«Un paseo por Ginebra», de Joël Dicker
Del casco antiguo al Jardin Anglais pasando por la ribera del lago Lemán, Joël Dicker nos descubre otra cara de su ciudad natal en este texto publicado como complemento a su novela «El enigma de la habitación 622». A pesar de ser la cuna de la relojería, Dicker ofrece un retrato finísimo -una maravillosa guía de viaje alternativa- de un lugar en el que el tiempo parece haberse detenido.
Por Joël Dicker

Crédito: Getty Images.
Hay una imagen de Ginebra que siempre me acompaña: la que ofrece la ciudad al aterrizar en el aeropuerto de Cointrin. Primero, se sobrevuela el lago, las aguas de esmeralda, únicas e inconfundibles. El color del Lemán, visto desde el cielo, a veces da la sensación de que se está llegando al Caribe. En realidad estamos en Suiza, otra forma de paraíso.
¿Qué le da a Ginebra ese ambiente tan agradable? Yo diría que se trata, sobre todo, de un sentimiento de serenidad, una sensación de paz. De estar en paz. Ese es el estado de ánimo que se apodera del paseante que camina por la ciudad. ¿Por qué? Por una parte, porque Ginebra es una ciudad pequeña que nunca va a crecer más: no se puede expandir porque la rodean las fronteras políticas con Francia y porque el lago se adentra en el centro urbano antes de convertirse en el río Ródano, que llega hasta Marsella. Uno se puede ir de Ginebra con la certeza de que, cuando vuelva, se la encontrará tal y como la dejó. A eso se debe, sin duda, que sea una ciudad tan apacible. Se tiene la impresión de que el tiempo se para un poco o, al menos, de que no avanza tan rápido como en cualquier otro sitio.
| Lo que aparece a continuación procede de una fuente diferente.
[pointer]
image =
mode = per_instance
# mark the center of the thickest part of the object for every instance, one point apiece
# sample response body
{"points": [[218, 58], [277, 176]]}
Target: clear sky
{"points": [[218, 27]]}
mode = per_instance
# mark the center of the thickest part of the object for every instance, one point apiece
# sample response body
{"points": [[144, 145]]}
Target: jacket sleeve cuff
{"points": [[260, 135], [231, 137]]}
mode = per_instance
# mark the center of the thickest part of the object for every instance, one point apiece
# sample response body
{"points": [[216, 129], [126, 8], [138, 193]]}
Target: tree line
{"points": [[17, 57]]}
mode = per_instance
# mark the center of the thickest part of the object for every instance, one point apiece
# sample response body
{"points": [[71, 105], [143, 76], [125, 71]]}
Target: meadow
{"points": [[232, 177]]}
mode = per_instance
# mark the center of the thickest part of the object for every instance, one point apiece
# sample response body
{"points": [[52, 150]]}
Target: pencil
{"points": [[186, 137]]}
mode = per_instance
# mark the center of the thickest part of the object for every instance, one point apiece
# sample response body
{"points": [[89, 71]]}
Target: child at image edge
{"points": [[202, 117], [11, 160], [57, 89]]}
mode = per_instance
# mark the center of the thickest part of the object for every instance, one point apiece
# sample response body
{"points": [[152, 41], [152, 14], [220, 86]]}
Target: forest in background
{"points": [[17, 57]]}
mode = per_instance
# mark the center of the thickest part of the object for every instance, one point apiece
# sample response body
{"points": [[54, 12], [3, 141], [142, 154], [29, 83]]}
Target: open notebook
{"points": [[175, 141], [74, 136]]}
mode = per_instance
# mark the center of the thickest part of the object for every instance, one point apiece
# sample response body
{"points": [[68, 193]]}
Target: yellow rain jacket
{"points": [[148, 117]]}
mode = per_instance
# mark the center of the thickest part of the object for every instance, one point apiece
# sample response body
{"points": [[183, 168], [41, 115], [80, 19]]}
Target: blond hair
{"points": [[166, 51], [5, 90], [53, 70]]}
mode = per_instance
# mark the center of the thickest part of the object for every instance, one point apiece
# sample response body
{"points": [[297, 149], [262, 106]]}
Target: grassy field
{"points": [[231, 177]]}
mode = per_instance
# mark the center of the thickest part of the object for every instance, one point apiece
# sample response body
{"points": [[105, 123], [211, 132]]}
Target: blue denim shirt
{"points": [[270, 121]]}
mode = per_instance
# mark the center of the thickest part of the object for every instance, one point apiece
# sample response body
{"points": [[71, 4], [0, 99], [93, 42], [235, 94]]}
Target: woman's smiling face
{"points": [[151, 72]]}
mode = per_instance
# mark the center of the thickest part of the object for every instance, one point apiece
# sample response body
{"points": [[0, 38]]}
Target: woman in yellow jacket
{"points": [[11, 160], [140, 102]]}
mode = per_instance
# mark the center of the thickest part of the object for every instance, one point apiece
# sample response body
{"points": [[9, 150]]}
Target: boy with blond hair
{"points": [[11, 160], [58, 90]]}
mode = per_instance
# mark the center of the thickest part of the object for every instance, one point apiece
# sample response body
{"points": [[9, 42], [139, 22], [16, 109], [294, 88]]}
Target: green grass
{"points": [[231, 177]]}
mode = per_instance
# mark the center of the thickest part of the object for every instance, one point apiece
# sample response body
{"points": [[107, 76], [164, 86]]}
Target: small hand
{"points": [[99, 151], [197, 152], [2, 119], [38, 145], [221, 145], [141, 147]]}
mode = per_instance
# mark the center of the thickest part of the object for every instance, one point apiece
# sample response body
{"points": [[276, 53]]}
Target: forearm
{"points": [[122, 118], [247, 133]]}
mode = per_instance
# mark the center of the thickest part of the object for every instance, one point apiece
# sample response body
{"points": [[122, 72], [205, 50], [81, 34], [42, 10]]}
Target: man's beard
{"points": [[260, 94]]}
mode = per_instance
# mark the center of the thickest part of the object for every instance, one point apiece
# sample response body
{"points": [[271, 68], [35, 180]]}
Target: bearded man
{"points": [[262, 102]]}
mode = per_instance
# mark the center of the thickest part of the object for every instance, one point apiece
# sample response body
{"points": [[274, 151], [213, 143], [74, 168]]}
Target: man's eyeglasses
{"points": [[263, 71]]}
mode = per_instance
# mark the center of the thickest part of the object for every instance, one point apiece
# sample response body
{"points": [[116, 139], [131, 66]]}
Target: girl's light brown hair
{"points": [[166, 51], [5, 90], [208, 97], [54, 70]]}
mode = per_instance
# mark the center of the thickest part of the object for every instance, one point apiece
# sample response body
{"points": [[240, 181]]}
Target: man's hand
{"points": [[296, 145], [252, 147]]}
A esto hay que añadir los elementos naturales que la personifican. He hablado antes del lago Lemán; también cabe mencionar las montañas que lo rodean: el macizo del Jura, el Salève y la cordillera de los Alpes son las formaciones montañosas que delimitan por siempre jamás el horizonte de los ginebrinos, velan sobre la ciudad desde hace milenios y seguirán estando ahí, en el mismo lugar, dentro de miles de años.
Muerte en los Alpes
El carácter inmutable de Ginebra forma parte de la vida cotidiana. El estilo arquitectónico, los edificios antiguos de altura limitada, todo se une para recordarnos lo poco que ha cambiado la ciudad con el paso del tiempo. Y las fotografías de época no hacen sino confirmarlo.
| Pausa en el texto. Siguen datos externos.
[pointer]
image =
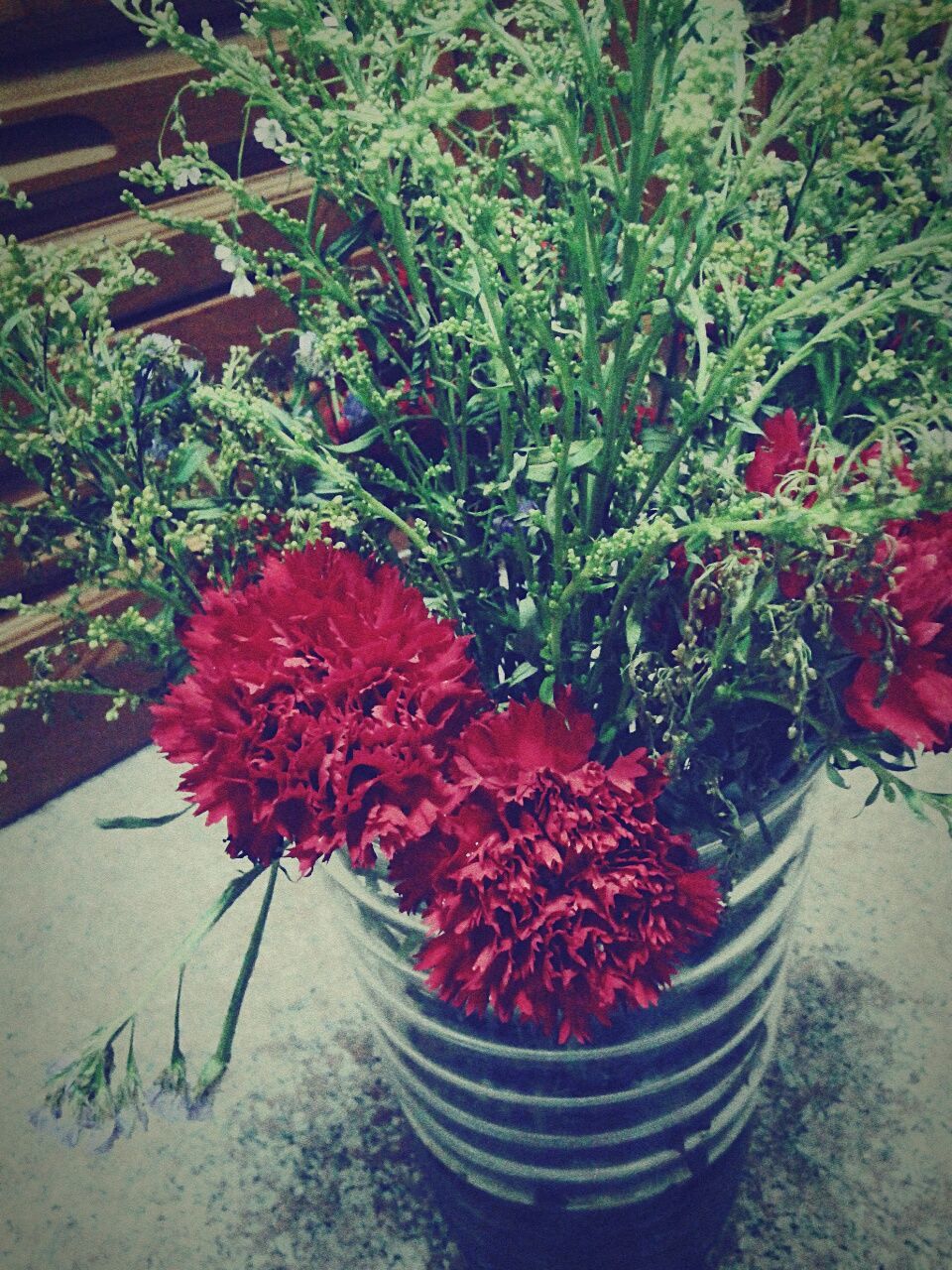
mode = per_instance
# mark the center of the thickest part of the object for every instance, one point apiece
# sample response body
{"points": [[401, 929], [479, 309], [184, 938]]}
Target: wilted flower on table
{"points": [[558, 894], [320, 707]]}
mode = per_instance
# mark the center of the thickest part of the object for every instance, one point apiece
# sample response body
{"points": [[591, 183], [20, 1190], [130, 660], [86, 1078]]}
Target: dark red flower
{"points": [[912, 697], [556, 896], [783, 448], [320, 708]]}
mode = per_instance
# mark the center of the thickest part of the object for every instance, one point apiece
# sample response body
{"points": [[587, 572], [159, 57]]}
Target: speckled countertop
{"points": [[304, 1162]]}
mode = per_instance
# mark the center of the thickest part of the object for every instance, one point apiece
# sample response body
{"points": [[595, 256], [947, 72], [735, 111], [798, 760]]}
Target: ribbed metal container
{"points": [[622, 1152]]}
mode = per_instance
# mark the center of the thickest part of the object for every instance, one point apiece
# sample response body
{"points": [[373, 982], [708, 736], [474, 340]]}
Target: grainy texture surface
{"points": [[306, 1161]]}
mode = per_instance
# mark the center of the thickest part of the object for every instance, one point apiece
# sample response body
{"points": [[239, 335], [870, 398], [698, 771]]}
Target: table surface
{"points": [[304, 1160]]}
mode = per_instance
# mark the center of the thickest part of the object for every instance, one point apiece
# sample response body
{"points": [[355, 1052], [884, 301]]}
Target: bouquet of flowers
{"points": [[608, 488]]}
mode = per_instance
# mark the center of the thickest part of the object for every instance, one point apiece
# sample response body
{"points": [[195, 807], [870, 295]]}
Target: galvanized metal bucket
{"points": [[620, 1153]]}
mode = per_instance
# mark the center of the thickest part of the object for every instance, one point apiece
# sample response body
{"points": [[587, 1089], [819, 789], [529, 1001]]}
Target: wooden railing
{"points": [[79, 102]]}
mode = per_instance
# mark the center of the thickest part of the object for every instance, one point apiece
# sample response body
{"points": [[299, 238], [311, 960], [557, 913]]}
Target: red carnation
{"points": [[912, 699], [783, 448], [557, 896], [320, 708]]}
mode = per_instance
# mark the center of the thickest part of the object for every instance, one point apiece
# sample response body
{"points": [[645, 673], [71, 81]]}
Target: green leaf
{"points": [[524, 671], [358, 235], [655, 441], [633, 631], [835, 778], [529, 612], [140, 822], [581, 452], [363, 443], [188, 462]]}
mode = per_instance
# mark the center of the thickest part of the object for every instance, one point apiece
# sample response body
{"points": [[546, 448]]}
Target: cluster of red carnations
{"points": [[901, 685], [327, 708]]}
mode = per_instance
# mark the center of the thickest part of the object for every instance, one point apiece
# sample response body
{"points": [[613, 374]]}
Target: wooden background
{"points": [[80, 99]]}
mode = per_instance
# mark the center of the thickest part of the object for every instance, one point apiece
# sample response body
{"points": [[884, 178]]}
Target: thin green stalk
{"points": [[217, 1065]]}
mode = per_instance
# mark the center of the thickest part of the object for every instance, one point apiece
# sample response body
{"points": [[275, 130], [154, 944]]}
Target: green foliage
{"points": [[580, 272], [149, 472]]}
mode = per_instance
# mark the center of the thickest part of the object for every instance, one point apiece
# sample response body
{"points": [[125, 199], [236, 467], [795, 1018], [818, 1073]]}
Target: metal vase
{"points": [[624, 1153]]}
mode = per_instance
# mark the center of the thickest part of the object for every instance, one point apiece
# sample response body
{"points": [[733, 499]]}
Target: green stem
{"points": [[217, 1065]]}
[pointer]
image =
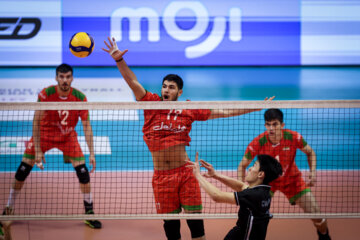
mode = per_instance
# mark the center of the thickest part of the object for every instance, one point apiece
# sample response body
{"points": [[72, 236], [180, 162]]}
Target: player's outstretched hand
{"points": [[269, 99], [113, 50], [39, 159], [211, 171], [312, 180], [194, 165], [92, 163]]}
Nuestro paseo empieza en el Hôtel des Bergues, cuyo majestuoso edificio de piedra resulta inconfundible. Se trata del hotel de lujo más antiguo de Ginebra, que se inauguró a mediados del siglo xix. Domina el lago Lemán y el Ródano, y la azotea ofrece una de las mejores vistas de Ginebra. Se construyó junto a uno de los extremos del puente del Mont-Blanc, un punto estratégico de la ciudad que une la margen derecha con la izquierda.
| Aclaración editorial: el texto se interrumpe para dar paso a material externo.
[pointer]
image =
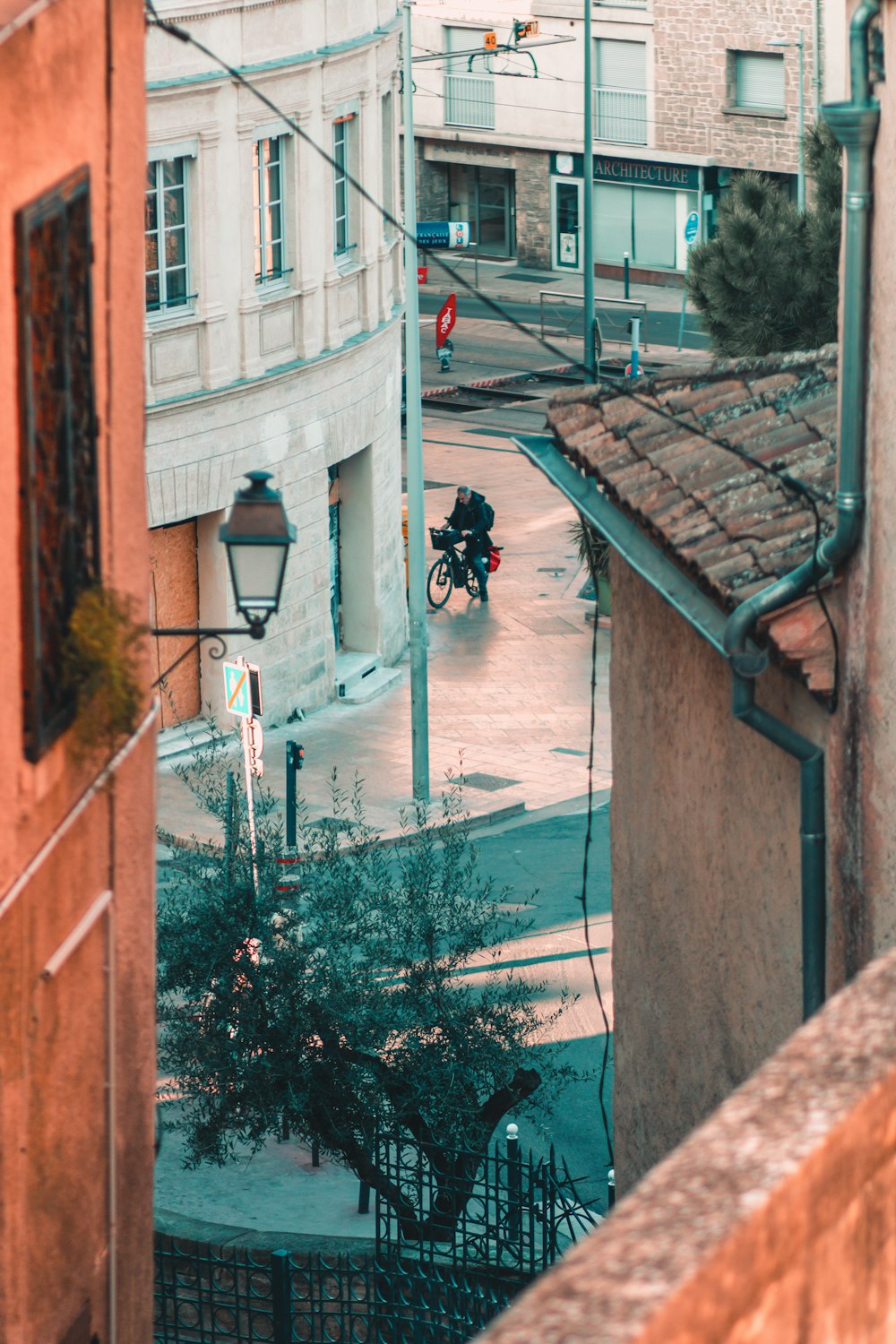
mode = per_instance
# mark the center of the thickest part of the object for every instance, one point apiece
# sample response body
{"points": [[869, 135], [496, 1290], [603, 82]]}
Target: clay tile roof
{"points": [[724, 521]]}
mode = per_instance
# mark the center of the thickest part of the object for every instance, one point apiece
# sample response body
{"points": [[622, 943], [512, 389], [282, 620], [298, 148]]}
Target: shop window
{"points": [[58, 435], [756, 80], [167, 242], [638, 220], [469, 83], [268, 209], [621, 91], [344, 160]]}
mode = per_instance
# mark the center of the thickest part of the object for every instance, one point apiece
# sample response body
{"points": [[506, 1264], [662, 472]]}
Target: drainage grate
{"points": [[487, 782]]}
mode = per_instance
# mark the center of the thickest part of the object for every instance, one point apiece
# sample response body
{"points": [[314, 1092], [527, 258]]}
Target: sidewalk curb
{"points": [[185, 1228], [497, 382], [474, 822]]}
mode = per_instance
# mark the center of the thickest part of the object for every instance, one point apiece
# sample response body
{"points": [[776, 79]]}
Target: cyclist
{"points": [[468, 519]]}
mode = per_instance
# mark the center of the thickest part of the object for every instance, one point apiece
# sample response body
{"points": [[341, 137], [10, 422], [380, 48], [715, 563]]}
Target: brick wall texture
{"points": [[694, 54]]}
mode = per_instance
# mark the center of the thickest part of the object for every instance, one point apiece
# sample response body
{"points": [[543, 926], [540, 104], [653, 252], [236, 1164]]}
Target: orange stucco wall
{"points": [[175, 602], [72, 85], [705, 876]]}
Bajo la mirada del Mont-Blanc
El paseo, rumbo al centro de la ciudad, sigue cruzando ese mismo puente, donde podemos aprovechar para extasiarnos con la rada de Ginebra y quizá también, si el tiempo acompaña, con el macizo del Mont-Blanc, como un telón de fondo que se alza sobre Europa hasta los 4.810 metros de altitud.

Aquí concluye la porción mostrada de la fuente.